> it shouldn’t be the same as the production database Why is that?

gregors · 2026-01-14T16:03:38 1768406618

Here's an example from the circleci incident

https://status.circleci.com/incidents/hr0mm9xmm3x6

and a good analysis by a flicker engineer who ran into similar issues

https://blog.mihasya.com/2015/07/19/thoughts-evoked-by-circl...

davidw · 2026-01-14T16:58:40 1768409920

CircleCI and Flickr are both pretty big systems. There are tons of businesses that will never operate at that scale.

gregors · 2026-01-14T17:50:51 1768413051

I don't disagree with that call out. However, we've been through these discussions many times over the years. The solid queue of yesteryear was delayed_job which was originally created by Shopify's CEO.

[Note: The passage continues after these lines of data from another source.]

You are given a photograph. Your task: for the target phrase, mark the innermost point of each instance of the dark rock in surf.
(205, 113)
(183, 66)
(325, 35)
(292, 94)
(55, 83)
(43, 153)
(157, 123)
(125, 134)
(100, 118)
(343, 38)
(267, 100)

https://github.com/tobi/delayed_job

Shopify however grew (as many others) and we saw a host of blog posts and talks about moving away from DB queues to Redis, RabbitMQ, Kafka etc. We saw posts about moving from Resque to SideKiq etc. All this to day storing a task queue in the db has always been the naive approach. Engineers absolutely shouldn't be shocked that approach isn't viable at higher workloads.

zarzavat · 2026-01-14T14:21:36 1768400496

If you need to restore the production database do you also want to restore the task database?

If your task is to send an email, do you want to send it again? Probably not.

stavros · 2026-01-14T14:30:18 1768401018

It's not like I'll get a choice between the task database going down and not going down. If my task database goes down, I'm either losing jobs or duplicating jobs, and I have to pick which one I want. Whether the downtime is at the same time as the production database or not is irrelevant.

In fact, I'd rather it did happen at the same time as production, so I don't have to reconcile a bunch of data on top of the tasks.

zarzavat · 2026-01-16T10:49:13 1768560553

Right, I was referring to logical databases rather than the database server itself.

stavros · 2026-01-16T11:05:47 1768561547

But even for the logical databases, if I want to revert to an earlier state of the database, why wouldn't I want the tasks as well? If I have a bunch of update tasks in flight at that point, wouldn't I want them to actually run? They are a part of the overall state of the system.